Since Superbad in 2007, Hill has been broadly defined by parallel narratives: On one hand, he was viewed by the mainstream public as a goofball; on the other, he racked up two Oscar nominations with work that established him among cinephiles as one of our more talented young actors. Focusing on that dichotomy, Molly Young’s excellent New York Times profile of Hill cast him as fundamentally misunderstood, the victim not only of the bias that greets many comic actors who try to go dramatic, but also of a weird overarching suspicion of Hill as a person.
The reason this conversation is happening right now is because War Dogs provides a perfect vehicle for dispelling any confusion about Hill’s abilities as an actor. Though it’s technically an action-comedy, the movie’s most effective threads — the power of brazen fraud; the logistics of shipping guns around the world; the craven willingness of the American government to look the other way — cast it as something closer to a social satire, albeit one with zero interest in moralizing. And while Hill’s part as Efraim Diveroli is essentially comedic — Teller’s Packouz is the straight man, and narrator — he steals the show not just by providing most of the film’s funniest and most bracing moments, but also by giving it a dramatic and charismatic center.
In the past, Hill’s characters, like Superbad’s Seth and The Wolf of Wall Street’s Donnie Azoff, have been so defined by their own anxiety that they spend much of their time running from it. Here, Hill has a new challenge: He must play a human being whose self-hatred is so complete that he’s turned it into the ultimate free pass, granting him permission to betray whomever — because, hey, nobody really likes him anyway. He’s the clown who laughs because he must not cry, the shark that keeps swimming because if it stops for a second, it’ll die. If War Dogs is about how fools run the world, then it’s Diveroli’s journey.
But the greatest testament to the quality of Hill’s performance lies in a single character trait. As distinct as Diveroli is — the slicked-back hair, the formidable size, the drug-hoovering and leisure-chic attire — he’s defined by that laugh. Every time he unleashed that wheezing cackle of a laugh, my theater followed suit, without fail; it’s the type of gag so well-executed and appropriate that it works every time. And it’s used to great success: At one point, when Diveroli and Packouz are in Albania making the movie’s central arms deal, he laughs in a cavernous warehouse, and the odd sound reverberates loudly around the space, a sign that these two are punching far above their weight.
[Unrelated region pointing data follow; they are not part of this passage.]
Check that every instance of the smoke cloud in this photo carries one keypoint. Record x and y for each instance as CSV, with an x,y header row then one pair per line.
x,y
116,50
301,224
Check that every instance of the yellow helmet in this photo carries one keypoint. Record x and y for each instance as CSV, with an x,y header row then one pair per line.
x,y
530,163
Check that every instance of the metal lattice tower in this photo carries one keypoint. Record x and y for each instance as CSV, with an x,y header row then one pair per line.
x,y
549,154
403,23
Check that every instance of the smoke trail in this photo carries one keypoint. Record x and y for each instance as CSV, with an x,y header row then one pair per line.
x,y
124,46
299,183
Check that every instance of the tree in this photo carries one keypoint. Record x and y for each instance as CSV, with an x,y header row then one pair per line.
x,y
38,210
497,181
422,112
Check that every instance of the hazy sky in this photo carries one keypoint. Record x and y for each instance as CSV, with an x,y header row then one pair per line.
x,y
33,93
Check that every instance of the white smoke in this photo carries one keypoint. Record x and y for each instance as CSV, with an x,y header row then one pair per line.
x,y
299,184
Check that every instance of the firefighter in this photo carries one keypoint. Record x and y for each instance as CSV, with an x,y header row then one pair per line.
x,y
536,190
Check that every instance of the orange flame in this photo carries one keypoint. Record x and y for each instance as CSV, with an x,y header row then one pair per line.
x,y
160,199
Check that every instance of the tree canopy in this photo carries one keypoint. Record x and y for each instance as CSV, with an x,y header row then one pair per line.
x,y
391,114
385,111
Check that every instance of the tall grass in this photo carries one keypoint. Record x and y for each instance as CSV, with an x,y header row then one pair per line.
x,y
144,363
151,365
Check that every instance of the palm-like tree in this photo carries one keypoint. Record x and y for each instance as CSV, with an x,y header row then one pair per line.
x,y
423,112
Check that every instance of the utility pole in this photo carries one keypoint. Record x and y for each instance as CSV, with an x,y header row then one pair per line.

An ideal flourish, Diveroli’s laugh is a masterful choice by Hill; it takes what could’ve been a loud but familiar egomaniac and helps turn him into a crooked work of art. It’s also the right device for a movie like this. While War Dogs doesn’t match the excess of The Wolf of Wall Street, and doesn’t even try for that film’s ethical gravity, you could think of it like a karaoke version of Scorsese, an enjoyable and not-unintelligent attempt in that vein. Phillips clearly understands that his story and characters are inherently compelling, and that his job is simply to tee them up properly. That comes in the form of some artful dolly shots, terrific international locations, and a strong cameo by Bradley Cooper, plus that unforgettable laugh from a fully accessed Jonah Hill, committing like never before to complete derangement.